To exemplify: comparing a document with 1500 sentences against 155 company internal legal clauses with a total of 4700 sentences cost us 3 hours and 22 minutes on a very high end GPU. That’s 9,- EUR of hard earned money and a whole lot of time for a user to wait for results.  

Leading to problem number 2.  

1 vs. many comparisons – processing time 

In our tests, even with an optimized pipeline, data extraction, tokenization and model analysis, comparing a single document of 24 pages against another document of equal length took approximately 14 seconds on the highest end graphics card (note: this includes everything). That’s 14 seconds the user would have between sending the request and seeing the result.  

That is 1 user request for 1 document comparison against a single other document. Neither of which are very lengthy.  

Take it up one notch and you’ll land at the example we gave above where the processing time was well over 3 hours.  

So how to solve this? Throwing more hardware at the problem is not going to work, not only is it commercial suicide but we’d never get close to an acceptable time that a user would have to wait for his/her output.  
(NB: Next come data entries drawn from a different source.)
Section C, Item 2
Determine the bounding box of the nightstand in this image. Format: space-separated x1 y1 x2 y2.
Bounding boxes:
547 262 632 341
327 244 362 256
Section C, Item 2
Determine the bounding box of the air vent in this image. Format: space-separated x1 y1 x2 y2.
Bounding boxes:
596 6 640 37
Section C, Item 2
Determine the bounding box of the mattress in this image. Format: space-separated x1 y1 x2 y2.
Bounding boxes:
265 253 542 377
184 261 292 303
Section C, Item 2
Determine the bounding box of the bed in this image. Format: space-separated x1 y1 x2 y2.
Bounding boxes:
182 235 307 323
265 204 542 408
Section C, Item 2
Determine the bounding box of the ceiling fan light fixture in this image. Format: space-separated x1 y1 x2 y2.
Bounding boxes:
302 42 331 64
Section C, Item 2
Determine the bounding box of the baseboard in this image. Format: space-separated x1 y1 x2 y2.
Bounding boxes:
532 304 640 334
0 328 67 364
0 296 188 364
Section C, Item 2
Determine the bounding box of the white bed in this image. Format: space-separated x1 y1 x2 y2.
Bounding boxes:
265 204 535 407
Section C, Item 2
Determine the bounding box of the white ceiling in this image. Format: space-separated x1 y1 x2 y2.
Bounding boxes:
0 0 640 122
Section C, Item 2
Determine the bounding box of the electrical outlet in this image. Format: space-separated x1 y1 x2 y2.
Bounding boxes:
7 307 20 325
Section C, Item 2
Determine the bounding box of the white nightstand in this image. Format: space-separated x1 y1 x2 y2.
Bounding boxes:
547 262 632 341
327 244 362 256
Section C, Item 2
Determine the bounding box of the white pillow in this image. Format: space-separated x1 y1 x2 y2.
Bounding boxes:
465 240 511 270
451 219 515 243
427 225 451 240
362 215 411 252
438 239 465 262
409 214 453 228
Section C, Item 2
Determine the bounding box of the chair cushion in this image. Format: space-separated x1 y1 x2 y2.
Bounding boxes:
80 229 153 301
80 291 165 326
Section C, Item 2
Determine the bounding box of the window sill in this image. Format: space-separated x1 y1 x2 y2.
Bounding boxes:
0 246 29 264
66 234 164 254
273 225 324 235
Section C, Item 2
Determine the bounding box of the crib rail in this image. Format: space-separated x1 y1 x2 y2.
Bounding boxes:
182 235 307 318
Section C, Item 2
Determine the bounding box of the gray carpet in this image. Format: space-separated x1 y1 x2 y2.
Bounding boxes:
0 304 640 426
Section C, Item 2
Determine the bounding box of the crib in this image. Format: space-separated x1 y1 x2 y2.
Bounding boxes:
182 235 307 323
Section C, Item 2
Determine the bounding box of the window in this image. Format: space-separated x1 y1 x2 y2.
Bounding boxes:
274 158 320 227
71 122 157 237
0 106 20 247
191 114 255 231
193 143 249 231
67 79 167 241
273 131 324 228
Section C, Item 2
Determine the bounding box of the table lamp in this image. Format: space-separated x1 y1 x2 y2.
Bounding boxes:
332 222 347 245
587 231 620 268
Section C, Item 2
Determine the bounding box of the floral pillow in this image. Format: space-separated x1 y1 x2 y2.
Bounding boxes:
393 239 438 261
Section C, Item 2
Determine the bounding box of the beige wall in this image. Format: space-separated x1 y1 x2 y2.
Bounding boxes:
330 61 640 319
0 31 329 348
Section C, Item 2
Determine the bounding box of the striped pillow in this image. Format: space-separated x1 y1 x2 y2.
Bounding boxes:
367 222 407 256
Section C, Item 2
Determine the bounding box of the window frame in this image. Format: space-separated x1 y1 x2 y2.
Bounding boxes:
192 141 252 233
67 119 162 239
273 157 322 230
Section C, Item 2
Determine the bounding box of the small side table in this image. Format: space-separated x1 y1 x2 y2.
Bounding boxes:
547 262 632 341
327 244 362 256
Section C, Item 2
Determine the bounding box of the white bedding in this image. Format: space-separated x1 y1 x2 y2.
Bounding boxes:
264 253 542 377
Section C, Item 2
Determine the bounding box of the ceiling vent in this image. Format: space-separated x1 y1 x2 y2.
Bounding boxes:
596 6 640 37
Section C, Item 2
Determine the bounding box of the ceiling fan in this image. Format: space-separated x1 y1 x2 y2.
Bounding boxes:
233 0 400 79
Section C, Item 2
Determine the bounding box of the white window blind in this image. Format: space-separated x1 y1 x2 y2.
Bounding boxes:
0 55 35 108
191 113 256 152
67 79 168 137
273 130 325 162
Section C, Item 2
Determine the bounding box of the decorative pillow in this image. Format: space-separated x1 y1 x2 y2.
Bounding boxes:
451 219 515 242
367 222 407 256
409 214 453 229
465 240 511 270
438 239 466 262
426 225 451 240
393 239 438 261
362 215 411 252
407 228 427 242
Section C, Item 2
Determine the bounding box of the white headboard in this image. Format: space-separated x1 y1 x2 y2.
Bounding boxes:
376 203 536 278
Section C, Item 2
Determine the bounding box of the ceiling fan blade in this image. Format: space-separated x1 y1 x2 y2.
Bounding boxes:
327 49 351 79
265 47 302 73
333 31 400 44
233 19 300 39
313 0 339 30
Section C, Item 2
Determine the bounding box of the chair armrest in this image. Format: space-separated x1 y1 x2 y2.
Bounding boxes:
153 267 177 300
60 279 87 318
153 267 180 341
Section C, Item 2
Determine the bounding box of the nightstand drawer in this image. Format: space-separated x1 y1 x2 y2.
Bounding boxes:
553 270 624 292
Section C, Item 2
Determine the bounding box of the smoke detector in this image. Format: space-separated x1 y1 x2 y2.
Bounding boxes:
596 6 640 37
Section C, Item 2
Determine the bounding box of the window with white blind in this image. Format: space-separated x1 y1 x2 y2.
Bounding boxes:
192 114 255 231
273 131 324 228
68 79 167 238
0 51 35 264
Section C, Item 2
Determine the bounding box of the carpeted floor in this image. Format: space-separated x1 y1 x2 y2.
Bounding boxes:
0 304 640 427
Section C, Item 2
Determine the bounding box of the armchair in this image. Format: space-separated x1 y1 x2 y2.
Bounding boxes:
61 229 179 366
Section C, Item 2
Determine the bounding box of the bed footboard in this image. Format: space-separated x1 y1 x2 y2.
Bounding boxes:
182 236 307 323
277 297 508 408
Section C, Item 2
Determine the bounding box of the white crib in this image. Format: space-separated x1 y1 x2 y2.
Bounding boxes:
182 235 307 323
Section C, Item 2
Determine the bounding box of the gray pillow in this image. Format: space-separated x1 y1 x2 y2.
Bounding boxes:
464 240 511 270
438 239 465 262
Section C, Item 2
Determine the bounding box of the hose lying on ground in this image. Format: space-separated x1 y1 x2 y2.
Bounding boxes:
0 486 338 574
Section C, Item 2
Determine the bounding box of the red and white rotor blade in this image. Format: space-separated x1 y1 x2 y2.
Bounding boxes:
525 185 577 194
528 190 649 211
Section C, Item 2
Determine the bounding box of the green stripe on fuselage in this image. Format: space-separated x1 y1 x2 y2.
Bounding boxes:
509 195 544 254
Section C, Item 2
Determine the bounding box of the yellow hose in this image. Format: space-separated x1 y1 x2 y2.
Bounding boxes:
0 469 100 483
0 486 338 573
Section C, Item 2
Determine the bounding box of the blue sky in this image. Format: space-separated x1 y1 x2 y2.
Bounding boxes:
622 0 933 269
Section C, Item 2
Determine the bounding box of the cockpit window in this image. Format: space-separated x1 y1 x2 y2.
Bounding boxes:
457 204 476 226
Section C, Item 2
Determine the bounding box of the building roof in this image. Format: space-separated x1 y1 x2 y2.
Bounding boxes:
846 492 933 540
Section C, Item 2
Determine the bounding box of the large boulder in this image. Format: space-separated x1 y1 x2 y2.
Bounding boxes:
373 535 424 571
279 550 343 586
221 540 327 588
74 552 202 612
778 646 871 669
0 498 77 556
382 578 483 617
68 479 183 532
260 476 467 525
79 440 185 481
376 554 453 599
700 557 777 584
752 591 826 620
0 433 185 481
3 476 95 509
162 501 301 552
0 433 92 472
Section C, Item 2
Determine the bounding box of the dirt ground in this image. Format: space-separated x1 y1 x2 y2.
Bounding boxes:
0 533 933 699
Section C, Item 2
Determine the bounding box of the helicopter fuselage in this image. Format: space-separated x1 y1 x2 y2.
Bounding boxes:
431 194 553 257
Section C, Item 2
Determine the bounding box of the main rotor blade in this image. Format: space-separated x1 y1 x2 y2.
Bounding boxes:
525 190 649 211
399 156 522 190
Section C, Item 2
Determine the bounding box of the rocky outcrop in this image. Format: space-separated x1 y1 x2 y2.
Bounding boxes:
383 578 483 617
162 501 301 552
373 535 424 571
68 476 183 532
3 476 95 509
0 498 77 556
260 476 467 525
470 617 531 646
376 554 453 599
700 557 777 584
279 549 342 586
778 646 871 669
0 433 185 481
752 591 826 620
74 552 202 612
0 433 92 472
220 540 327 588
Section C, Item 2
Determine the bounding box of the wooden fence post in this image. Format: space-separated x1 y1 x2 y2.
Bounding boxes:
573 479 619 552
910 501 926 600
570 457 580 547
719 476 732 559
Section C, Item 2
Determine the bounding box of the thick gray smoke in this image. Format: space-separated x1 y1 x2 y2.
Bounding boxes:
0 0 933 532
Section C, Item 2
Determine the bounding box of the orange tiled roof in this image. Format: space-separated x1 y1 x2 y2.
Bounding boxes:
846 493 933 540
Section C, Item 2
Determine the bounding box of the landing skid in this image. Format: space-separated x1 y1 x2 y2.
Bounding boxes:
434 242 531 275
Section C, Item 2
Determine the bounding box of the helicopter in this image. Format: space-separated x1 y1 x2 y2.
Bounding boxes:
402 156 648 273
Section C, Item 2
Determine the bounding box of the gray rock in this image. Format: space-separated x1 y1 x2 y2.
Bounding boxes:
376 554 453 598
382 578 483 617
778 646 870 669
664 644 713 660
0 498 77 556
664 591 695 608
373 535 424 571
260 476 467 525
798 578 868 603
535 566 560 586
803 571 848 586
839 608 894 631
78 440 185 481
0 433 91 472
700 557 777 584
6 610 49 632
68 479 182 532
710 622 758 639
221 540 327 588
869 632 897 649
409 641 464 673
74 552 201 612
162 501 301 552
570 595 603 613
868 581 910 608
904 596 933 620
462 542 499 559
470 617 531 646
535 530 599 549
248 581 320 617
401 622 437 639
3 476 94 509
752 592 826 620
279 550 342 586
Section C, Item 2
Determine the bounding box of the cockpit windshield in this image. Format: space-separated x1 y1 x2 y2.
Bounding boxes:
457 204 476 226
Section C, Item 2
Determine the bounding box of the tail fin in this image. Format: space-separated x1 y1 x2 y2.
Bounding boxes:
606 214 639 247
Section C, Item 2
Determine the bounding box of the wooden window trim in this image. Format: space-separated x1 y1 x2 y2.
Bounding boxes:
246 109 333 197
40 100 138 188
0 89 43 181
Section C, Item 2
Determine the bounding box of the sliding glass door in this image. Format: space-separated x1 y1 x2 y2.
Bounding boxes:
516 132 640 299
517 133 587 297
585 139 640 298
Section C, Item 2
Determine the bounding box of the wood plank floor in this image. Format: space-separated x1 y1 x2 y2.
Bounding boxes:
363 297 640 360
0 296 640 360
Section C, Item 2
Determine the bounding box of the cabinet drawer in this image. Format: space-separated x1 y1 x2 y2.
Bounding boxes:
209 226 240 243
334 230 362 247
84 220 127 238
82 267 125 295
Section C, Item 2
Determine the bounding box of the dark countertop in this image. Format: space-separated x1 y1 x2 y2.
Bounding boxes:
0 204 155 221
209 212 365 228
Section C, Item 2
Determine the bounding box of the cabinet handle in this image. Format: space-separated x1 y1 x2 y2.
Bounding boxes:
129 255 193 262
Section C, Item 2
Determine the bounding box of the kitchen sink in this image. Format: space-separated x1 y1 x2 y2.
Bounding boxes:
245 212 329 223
We’re going to have to draw. But fist, let’s properly describe the situation before we start drawing.  

Situation 

I am a user and I just received a document from a third party. I want to see how the wording in the document compares to my legal guidelines if there are problems with our internal policies and what my legal department suggests as alternative wording so that I can negotiate with my counterparty more efficiently and without delay whilst having to wait for an answer from the internal experts. OR I am a user and am writing a document and want to see what my legal, compliance, and risk colleagues have to ‘say’ about my written text by quickly comparing it and getting suggestions from the model on how to adjust.  

Analysis 

We have now identified a number of categories of source materials against which a document is to be compared namely:  

  • Legal Guidelines 
  • Standard (text) clauses and their alternatives 
  • Internal Policies 
  • A body of historical documents that are written for similar situations 

Theoretically you can expand this list indefinitely but let’s work with this for the example.  

4 categories with in each of these categories a potentially unlimited number of documents. Each document a varying number of sentences.  

The first step to solve the problem is easy – the old switcheroo. Don’t compare the document against these sources, do it the other way around. This let’s us pre-filter and thereby limit the number of comparisons we need to make.  

The second step is also easy – let the user indicate what he’d like to get advice from: is it historical data? Legal guidelines? Or any of the other categories? Usually, there is no need to try to put everything in a single overview, this would only overwhelm the user anyway. Let’s hypothetically say that each of the categories has an equal number of documents with an equal number of sentences (we’ll get to a real example in a minute). This now let’s us cut the processing time by 75% already.  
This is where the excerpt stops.